Vaccination of zoo animals has been a hot trend. The same day, NBC affiliate TMJ4 reported that the Milwaukee County Zoo would begin distributing an injection “similar to the Pfizer vaccine that humans have been getting for the better part of a year now” that had been “donated by the animal health company Zoetis.”
The trend has been ongoing. As far back as July, The American Spectator reported that U.S. zoos have been administering Zoetis’s injection to animals.
An August article by website MiBiz notes that Zoetis is “a former Pfizer subsidiary that was spun off into an independent company.”
In October, Robert Malone, a scientist who played a major role in the development of the Messenger RNA technology used in today’s breed of novel gene therapy COVID vaccines, argued that the vaccinated have are actually become “super spreaders” as a result of a combination of the injections’ ability to mask symptoms of infection and inability to prevent either infection or transmission.
“If you consider the scientific fact that vaccinated people have less symptoms than the unvaccinated, but can still easily spread disease, consider your fellow vaccinated worker, whose unvaccinated son brought the disease home and gave it to him,” said Malone on The Hidden Gateway podcast.
“He might not have any symptoms…but he’ll definitely be producing the virus. And he’s going to say, hey, I can go to work today. But he’s going to be spreading the virus like crazy.”
While the CDC notes on its Animals and COVID-19 webpage, updated Oct. 5, that “the risk of animals spreading SARS-CoV-2, the virus that causes COVID-19, to people is considered to be low,” the opposite may not be true.

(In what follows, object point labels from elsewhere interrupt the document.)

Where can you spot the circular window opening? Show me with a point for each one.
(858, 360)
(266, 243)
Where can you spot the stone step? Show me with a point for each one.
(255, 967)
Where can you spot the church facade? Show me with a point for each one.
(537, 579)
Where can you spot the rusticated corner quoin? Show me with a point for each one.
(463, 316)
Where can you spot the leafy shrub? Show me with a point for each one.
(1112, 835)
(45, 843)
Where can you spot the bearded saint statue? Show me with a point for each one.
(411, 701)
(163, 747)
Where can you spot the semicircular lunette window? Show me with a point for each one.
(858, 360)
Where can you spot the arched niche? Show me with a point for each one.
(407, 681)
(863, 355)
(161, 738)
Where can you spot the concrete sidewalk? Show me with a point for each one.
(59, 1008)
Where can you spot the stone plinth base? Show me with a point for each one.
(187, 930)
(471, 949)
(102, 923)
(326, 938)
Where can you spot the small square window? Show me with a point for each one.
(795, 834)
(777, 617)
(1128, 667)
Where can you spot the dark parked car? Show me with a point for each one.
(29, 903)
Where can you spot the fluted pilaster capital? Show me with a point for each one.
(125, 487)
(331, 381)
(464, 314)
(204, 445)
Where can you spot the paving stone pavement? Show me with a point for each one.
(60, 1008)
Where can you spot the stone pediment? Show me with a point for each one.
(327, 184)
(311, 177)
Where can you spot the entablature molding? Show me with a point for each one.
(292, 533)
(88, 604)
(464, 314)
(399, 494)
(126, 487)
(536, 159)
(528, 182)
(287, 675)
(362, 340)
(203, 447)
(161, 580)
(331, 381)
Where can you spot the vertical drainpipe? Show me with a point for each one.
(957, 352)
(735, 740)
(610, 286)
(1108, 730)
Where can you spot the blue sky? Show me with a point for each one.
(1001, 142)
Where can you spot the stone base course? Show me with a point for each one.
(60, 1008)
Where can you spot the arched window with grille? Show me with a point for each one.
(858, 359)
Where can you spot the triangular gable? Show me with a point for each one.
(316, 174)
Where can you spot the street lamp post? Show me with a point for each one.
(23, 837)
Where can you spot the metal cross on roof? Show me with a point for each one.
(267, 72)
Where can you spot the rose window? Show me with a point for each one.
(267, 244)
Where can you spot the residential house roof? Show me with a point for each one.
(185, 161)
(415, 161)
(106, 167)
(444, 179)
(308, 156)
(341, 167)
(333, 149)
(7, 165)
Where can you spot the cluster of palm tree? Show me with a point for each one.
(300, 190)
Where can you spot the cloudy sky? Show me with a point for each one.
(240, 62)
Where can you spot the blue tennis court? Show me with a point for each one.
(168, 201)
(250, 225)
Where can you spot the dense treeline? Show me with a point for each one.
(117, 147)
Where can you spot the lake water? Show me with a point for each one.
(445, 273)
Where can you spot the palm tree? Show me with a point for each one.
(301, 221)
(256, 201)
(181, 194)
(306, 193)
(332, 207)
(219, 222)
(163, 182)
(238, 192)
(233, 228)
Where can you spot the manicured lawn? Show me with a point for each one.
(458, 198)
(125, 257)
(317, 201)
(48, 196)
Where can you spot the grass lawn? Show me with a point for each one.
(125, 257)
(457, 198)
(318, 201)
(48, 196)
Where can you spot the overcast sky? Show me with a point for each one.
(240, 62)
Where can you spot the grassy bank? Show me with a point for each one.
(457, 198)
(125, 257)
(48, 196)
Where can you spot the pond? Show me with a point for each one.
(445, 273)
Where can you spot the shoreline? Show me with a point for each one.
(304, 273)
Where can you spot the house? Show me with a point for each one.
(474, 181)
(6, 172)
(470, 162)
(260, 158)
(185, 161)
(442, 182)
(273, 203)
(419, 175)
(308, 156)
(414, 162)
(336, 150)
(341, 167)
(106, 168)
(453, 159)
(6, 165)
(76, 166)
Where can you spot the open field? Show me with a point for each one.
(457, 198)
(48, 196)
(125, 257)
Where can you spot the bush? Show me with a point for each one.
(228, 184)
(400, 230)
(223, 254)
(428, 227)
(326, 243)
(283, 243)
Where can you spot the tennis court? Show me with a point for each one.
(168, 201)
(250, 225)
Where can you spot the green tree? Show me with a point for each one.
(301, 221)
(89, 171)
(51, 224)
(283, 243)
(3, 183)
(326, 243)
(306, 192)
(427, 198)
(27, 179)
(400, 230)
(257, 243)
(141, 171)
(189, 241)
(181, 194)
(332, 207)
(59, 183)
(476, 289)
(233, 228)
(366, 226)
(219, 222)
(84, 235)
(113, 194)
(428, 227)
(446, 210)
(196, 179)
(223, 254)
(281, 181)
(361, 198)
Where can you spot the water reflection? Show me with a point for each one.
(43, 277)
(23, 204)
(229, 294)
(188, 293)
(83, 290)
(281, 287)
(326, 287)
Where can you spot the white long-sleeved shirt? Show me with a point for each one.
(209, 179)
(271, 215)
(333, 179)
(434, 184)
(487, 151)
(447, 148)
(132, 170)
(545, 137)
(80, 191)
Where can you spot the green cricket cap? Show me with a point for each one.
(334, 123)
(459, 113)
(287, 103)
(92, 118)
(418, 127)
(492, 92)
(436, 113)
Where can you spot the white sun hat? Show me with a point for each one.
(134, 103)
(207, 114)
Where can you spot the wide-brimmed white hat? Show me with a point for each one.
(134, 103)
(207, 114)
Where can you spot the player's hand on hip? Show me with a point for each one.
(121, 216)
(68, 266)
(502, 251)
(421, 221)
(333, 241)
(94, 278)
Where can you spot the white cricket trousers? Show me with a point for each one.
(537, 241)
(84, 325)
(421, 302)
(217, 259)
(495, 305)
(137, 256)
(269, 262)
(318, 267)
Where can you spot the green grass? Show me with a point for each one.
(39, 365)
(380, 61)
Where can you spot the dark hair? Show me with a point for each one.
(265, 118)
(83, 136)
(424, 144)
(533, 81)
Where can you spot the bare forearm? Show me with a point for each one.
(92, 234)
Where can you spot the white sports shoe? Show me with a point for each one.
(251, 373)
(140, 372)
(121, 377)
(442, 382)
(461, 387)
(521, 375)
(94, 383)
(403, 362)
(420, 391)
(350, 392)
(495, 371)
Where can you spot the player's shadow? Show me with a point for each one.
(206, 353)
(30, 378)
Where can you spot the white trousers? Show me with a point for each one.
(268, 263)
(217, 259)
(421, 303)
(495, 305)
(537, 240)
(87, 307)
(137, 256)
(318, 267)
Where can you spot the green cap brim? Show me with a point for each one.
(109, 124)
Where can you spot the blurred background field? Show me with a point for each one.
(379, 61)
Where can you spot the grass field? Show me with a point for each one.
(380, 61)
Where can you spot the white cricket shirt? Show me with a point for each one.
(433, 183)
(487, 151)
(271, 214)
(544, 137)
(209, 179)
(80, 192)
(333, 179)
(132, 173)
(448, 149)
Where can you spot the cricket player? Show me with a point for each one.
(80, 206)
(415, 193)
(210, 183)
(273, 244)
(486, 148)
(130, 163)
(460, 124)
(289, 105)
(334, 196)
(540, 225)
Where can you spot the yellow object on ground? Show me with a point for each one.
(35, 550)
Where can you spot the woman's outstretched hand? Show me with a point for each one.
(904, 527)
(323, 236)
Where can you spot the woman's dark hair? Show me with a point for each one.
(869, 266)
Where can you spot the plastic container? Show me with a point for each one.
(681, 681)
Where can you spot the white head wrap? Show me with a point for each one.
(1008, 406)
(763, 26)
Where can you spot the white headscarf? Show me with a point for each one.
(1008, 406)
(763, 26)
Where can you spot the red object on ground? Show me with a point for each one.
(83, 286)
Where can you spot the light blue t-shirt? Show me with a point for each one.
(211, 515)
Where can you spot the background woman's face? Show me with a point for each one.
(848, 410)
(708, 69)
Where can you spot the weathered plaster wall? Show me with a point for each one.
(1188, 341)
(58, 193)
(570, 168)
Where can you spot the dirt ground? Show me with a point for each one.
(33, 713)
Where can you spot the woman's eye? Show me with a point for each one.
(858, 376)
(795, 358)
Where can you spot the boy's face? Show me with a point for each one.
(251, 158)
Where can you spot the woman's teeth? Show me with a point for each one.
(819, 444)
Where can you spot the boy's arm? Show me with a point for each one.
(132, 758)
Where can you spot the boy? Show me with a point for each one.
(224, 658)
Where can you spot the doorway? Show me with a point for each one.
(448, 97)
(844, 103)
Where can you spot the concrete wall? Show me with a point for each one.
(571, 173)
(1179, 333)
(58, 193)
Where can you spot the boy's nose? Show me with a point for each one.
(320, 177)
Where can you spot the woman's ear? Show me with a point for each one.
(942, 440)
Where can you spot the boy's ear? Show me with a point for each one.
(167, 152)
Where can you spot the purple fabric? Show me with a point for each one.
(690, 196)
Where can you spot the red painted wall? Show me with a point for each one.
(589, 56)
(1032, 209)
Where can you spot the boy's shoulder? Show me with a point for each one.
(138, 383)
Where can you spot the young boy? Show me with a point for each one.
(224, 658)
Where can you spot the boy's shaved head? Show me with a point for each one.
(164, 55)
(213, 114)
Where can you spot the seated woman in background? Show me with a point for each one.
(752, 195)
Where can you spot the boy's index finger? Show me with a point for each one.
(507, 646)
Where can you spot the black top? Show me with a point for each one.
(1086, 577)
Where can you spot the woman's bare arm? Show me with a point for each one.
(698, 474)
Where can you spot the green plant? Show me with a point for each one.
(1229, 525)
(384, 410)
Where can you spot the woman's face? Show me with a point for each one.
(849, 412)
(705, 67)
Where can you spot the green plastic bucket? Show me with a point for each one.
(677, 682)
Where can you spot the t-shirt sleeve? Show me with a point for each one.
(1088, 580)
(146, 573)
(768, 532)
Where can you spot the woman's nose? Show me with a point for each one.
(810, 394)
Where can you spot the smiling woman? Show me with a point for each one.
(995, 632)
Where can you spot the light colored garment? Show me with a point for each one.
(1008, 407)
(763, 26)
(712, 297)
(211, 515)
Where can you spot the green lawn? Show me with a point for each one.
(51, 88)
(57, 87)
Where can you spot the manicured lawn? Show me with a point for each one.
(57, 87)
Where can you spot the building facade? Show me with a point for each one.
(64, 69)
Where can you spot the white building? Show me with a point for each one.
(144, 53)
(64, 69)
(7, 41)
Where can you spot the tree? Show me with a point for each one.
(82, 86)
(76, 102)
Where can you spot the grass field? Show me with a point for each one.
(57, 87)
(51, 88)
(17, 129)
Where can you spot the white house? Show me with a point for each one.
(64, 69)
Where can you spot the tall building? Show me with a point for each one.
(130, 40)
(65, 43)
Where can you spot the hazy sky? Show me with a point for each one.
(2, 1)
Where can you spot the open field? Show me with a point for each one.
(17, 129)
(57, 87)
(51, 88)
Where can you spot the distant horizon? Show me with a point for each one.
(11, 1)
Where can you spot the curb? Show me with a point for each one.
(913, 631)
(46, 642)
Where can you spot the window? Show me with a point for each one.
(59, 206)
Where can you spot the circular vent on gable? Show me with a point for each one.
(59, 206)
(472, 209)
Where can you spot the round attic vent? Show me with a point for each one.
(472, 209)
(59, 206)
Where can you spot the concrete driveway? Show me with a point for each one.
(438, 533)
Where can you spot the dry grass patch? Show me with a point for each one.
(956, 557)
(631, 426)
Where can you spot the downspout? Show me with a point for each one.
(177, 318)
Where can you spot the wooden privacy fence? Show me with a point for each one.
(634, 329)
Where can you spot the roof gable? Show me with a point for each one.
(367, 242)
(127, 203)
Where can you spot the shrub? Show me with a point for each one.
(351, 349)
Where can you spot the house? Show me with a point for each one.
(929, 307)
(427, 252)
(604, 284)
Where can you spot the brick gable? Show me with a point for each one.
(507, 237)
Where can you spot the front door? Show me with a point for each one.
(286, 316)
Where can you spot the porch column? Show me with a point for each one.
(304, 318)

UK-based The Independent reported on Nov. 11 that a pet dog contracted the disease from an owner, but was only discovered because the animal was “undergoing treatment for another unrelated condition.”
While the instance was the first of its kind in the United Kingdom, a July article by the same outlet cited a study that found 20 percent of cats and dogs tested either registered a positive PCR test or tested positive for SARS-CoV-2 antibodies.
On Nov. 13, the U.S. branch of The Sun tabloid reported that CCP officials in mainland China had begun slaughtering the pets of individuals tagged with a positive PCR test under the communist regime’s “zero-tolerance” COVID policy.
The article cited Chinese social media reports where a Chengdu resident said her cats were killed after she was placed in a government run quarantine camp, and a September instance where “community workers” killed three cats owned by a Harbin woman after “she, and later they, tested positive.”
On Nov. 13, authorities in China’s Jiangxi Province confirmed — after great public uproar — that epidemic control staff had beaten a woman’s pet Corgi to death with a crowbar. The news got out as the woman, surnamed Fu, was in quarantine watching the small dog’s killing via a security camera link. Fu, who tested negative for the virus, posted the video online where it stirred outrage.
In August, Australian officials of a shire 750 kilometers northwest of Sydney shot 16 impounded dogs simply to prevent a pre-arranged professional rescue team from attending the site.
The local government told the Sydney Morning Herald the massacre was in the name of “protect[ing] its employees and community, including vulnerable Aboriginal populations, from the risk of COVID-19 transmission.”
Perhaps the most egregious case of animal slaughter in the name of COVID, however, was in November of 2020 when Denmark executed no less than 17 million mink under government mandate after outbreaks were found at more than 200 farms.
All animals were ordered killed, whether healthy or infected.
A December of 2020 article by NBC noted the aftermath brought problems of its own, “Since the mass slaughter, hundreds of mink carcasses have emerged from their graves.”
“Buried in shallow pits and trenches in Western Denmark, the dead minks were pushed out of the ground by gas emitted from their decomposing bodies, leading to more outrage and concern.”